JAKARTA, KOMPAS.com - Ketua Masyarakat Hukum Pidana dan Kriminologi Indonesia Yenti Garnasih mendesak Mahkamah Agung (MA) lakukan perombakan usai ditetapkannya mantan sekretaris Nurhadi Abdurachman sebagai tersangka kasus suap.
"Kalau ini memang ada masalah seperti ini, dengan pengungkapan ini mau enggak mau secara moral, secara hukum harus dirombak," ujar Yenti usai Diskusi Publik di Cikini, Jakarta, Rabu (18/12/2019).
Yenti menyatakan, terjeratnya Nurhadi dalam kasus suap menandakan potret penegakan hukum di Indonesia sangat buruk.

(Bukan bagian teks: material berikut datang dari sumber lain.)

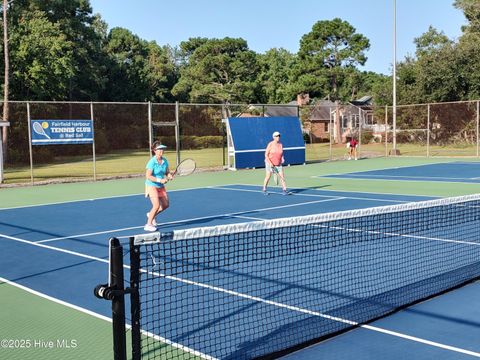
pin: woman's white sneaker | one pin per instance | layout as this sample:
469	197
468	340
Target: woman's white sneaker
154	222
149	227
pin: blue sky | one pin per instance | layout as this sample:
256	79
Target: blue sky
266	24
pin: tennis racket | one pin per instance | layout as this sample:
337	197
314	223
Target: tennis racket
186	167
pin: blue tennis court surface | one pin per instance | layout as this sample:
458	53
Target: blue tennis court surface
465	172
61	250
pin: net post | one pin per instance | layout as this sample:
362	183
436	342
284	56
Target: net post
118	301
135	299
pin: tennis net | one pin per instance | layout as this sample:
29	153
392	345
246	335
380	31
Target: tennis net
260	289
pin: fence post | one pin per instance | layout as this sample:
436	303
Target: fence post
386	130
93	144
478	127
330	127
428	130
150	129
359	132
177	130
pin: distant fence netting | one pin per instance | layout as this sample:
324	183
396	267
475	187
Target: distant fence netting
202	133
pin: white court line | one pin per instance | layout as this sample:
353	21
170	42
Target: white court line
342	177
348	191
319	195
319	314
400	176
189	220
269	302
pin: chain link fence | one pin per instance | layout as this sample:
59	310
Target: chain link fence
123	133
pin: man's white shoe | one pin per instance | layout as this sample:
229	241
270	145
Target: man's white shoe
154	222
149	227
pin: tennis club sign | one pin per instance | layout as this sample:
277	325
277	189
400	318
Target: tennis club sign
52	132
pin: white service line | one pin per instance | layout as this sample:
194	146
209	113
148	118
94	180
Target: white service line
319	195
189	220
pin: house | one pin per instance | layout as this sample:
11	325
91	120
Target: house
317	118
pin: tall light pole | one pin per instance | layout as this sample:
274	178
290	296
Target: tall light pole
394	118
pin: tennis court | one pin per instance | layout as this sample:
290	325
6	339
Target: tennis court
60	251
458	171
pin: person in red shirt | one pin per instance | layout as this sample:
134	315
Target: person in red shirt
273	163
353	149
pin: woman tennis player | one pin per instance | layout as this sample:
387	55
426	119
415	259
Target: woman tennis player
273	162
157	175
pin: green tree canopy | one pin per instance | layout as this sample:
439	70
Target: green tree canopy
325	54
218	70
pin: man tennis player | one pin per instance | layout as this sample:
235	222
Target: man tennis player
352	148
273	163
157	175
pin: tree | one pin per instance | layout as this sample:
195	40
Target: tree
43	56
274	76
218	70
325	53
138	70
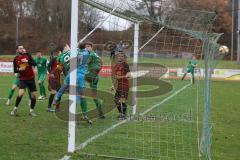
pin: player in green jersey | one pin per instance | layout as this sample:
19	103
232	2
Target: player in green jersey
42	73
94	66
192	64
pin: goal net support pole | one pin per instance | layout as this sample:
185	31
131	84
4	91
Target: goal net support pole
135	64
73	78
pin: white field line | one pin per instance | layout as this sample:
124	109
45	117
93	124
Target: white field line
84	144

Dia menyebut bahwa kasus tersebut menjadi preseden buruk bagi keluhuran MA.
Baca juga: Mantan Sekretaris MA Nurhadi Jadi Tersangka KPK, Dituduh Main Perkara di MA
Karena itu, jerat hukum yang menimpa Nurhadi menjadi pesan bahwa penyelesaian kasus tersebut harus tuntas.

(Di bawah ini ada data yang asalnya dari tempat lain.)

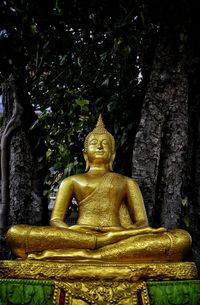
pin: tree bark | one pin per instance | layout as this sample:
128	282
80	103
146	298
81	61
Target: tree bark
160	149
22	160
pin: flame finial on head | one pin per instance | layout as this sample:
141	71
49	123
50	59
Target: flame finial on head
100	129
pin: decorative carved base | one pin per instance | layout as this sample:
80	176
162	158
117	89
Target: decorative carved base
62	271
101	292
96	283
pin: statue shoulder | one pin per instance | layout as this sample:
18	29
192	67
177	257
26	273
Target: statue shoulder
125	178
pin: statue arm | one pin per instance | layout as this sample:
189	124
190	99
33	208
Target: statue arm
62	203
135	205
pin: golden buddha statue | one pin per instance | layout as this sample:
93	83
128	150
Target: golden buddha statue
112	224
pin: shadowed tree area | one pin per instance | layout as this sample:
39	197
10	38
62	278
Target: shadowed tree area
136	62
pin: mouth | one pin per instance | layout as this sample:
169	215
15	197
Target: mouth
99	153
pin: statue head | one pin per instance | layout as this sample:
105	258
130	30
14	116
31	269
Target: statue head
100	132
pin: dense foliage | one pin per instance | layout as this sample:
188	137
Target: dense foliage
78	59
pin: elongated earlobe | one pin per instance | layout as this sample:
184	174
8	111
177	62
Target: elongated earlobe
111	162
87	165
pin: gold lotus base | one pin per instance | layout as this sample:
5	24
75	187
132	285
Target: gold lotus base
87	283
62	271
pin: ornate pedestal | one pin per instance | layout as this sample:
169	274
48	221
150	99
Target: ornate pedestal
89	283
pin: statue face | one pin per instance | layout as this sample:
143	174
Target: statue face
99	149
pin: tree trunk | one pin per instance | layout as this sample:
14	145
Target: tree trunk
160	150
22	161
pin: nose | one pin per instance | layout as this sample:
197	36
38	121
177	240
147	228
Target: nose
100	146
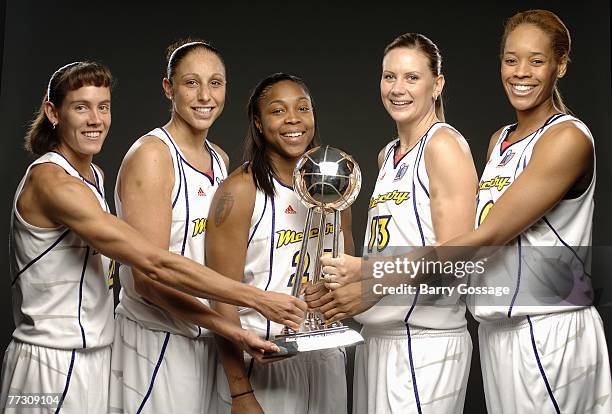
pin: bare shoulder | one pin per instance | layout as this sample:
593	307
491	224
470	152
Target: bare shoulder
57	193
446	141
567	138
148	157
234	201
49	178
493	141
381	156
222	153
99	169
146	150
240	182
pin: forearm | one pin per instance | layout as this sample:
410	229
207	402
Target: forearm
117	240
185	307
230	354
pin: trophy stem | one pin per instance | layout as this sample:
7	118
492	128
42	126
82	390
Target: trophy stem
316	277
336	233
299	271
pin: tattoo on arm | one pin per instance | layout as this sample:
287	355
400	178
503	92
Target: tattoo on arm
223	208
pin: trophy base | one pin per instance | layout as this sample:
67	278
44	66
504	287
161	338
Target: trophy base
315	340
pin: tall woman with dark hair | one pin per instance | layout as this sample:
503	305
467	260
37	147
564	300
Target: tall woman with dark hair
542	346
164	357
60	228
418	351
257	216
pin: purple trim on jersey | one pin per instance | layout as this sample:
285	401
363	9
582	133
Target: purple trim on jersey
250	370
258	221
159	361
181	158
214	155
81	176
61	402
211	179
390	151
186	213
416	213
412	372
81	296
281	183
180	178
272	232
395	164
418	161
518	279
566	245
55	243
512	127
98	186
178	167
542	373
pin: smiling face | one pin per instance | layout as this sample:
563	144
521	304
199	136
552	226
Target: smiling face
407	86
286	119
83	120
197	89
529	70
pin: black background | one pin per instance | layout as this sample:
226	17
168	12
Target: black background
335	48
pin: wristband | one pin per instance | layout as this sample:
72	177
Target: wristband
242	393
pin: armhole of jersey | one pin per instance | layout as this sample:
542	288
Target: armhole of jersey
174	155
216	158
586	131
20	188
389	153
259	210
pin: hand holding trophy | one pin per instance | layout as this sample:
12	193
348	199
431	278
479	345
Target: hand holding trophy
326	180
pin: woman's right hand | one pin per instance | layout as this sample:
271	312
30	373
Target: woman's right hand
281	308
246	404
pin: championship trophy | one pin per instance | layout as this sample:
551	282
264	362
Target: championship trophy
327	181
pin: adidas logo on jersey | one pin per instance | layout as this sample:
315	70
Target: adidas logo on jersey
401	172
495	182
398	196
506	159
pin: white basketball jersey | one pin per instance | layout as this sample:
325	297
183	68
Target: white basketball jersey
275	239
191	197
61	295
547	266
399	219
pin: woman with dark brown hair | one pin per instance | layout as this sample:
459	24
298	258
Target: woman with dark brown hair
60	355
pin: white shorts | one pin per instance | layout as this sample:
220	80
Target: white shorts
309	383
391	361
546	364
159	372
78	377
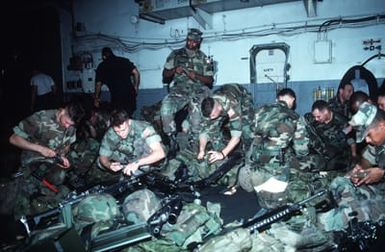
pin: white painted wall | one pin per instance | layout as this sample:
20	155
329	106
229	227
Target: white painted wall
112	17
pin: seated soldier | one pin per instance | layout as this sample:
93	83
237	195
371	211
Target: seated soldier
85	151
129	144
362	189
226	125
327	137
280	137
43	136
230	101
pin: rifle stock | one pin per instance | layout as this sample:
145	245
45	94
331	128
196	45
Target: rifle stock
220	171
63	211
263	222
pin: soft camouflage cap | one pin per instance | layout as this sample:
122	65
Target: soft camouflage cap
362	120
194	34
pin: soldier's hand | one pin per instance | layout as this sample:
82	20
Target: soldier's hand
179	70
201	155
373	175
97	102
116	166
66	163
130	168
47	152
354	177
191	75
215	156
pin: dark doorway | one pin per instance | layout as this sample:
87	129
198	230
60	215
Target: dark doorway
30	39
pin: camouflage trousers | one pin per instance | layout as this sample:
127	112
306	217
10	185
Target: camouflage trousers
344	191
282	236
194	223
338	219
367	201
199	169
177	99
37	195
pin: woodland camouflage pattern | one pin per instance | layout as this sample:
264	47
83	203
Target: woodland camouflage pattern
330	142
185	91
276	127
237	98
42	128
134	146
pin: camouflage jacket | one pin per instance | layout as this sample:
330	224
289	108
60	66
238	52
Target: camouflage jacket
189	60
43	128
137	144
340	108
328	139
278	127
237	98
375	155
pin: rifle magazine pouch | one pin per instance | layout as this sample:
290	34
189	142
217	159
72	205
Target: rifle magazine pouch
140	205
271	200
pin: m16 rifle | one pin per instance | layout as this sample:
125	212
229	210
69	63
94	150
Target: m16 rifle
263	222
64	211
360	235
130	234
214	177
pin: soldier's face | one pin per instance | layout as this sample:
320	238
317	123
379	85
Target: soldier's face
347	92
217	110
192	44
381	102
122	130
322	116
64	119
376	135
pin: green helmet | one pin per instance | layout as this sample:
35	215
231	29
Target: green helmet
194	34
139	206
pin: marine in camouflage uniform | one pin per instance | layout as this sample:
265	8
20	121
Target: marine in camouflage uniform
129	144
227	118
280	136
340	103
231	103
42	136
363	189
85	151
327	138
192	74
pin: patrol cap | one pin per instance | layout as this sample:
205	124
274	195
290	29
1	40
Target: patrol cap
362	120
194	34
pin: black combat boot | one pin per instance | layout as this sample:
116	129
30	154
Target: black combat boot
173	146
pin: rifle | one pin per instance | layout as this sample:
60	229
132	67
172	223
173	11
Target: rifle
213	178
63	211
360	235
131	234
263	222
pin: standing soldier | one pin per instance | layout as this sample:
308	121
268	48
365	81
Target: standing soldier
340	102
230	101
192	74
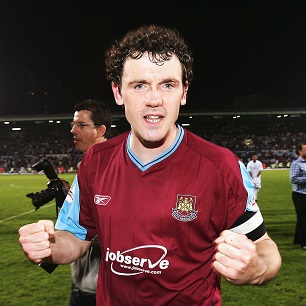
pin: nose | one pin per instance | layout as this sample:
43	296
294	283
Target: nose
154	98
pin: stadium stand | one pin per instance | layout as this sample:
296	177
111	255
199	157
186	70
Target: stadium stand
24	141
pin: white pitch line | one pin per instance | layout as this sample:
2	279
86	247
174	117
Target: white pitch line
28	212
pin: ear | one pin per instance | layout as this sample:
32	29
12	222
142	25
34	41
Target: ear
184	97
101	130
117	94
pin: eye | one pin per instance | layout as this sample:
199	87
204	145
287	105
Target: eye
139	86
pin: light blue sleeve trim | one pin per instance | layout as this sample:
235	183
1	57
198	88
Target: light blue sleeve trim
68	218
164	155
251	204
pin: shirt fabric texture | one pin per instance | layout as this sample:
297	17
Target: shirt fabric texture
157	222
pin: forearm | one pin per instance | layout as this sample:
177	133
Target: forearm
65	248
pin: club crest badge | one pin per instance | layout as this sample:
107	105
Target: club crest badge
185	208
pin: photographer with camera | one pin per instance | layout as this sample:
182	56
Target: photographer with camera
91	124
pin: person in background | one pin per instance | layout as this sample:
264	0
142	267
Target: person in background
298	181
254	167
172	211
91	125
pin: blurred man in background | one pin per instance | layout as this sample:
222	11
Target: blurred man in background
91	124
254	167
298	180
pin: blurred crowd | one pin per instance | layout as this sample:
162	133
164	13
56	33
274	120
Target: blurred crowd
273	141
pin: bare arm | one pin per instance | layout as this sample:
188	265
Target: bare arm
40	242
242	261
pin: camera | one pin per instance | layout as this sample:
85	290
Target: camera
55	188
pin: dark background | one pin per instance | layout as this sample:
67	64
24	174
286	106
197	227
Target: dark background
248	54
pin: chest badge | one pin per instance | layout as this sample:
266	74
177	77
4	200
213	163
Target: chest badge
185	208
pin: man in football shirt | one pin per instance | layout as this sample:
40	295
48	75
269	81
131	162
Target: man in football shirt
172	211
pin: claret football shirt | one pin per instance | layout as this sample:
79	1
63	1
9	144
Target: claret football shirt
157	222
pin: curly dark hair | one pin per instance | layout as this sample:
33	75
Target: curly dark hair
160	43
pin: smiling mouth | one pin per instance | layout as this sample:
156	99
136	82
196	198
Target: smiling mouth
153	119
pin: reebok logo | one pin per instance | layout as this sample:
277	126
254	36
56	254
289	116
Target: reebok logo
101	200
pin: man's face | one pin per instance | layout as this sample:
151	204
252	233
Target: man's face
85	134
151	95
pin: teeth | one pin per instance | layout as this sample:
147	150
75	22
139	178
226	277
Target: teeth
153	119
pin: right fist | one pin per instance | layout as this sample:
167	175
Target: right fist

"Kita masyarakat semua disodorin gambaran, bahwa justru di MA sendiri seperti tidak tersentuh atau bahkan terjadi tapi didiamkan. Ini bahaya sekali untuk keluhuran penegakan hukum. Kan, kita negara hukum, sementara garda tertinggi kita meminta keadilan adalah di sana," kata Yenti.
Di sisi lain, mantan Ketua Panitia Seleksi (Pansel) Ketua Komisi Pemberantasan Korupsi (KPK) itu menyatakan, aturan lembaga manapun tidak bersifat abadi.
Begitu juga dengan MA yang memerlukan evaluasi agar kasus tersebut tak kembali terulang.
"Itu harus dievaluasi, jadi tidak apa-apa, itu diperlukan kalau memang inilah biangnya," tegas dia.
Sebelumnya, KPK menetapkan tiga orang tersangka kasus dugaan suap terkait pengurusan perkara di Mahkamah Agung tahun 2011-2016.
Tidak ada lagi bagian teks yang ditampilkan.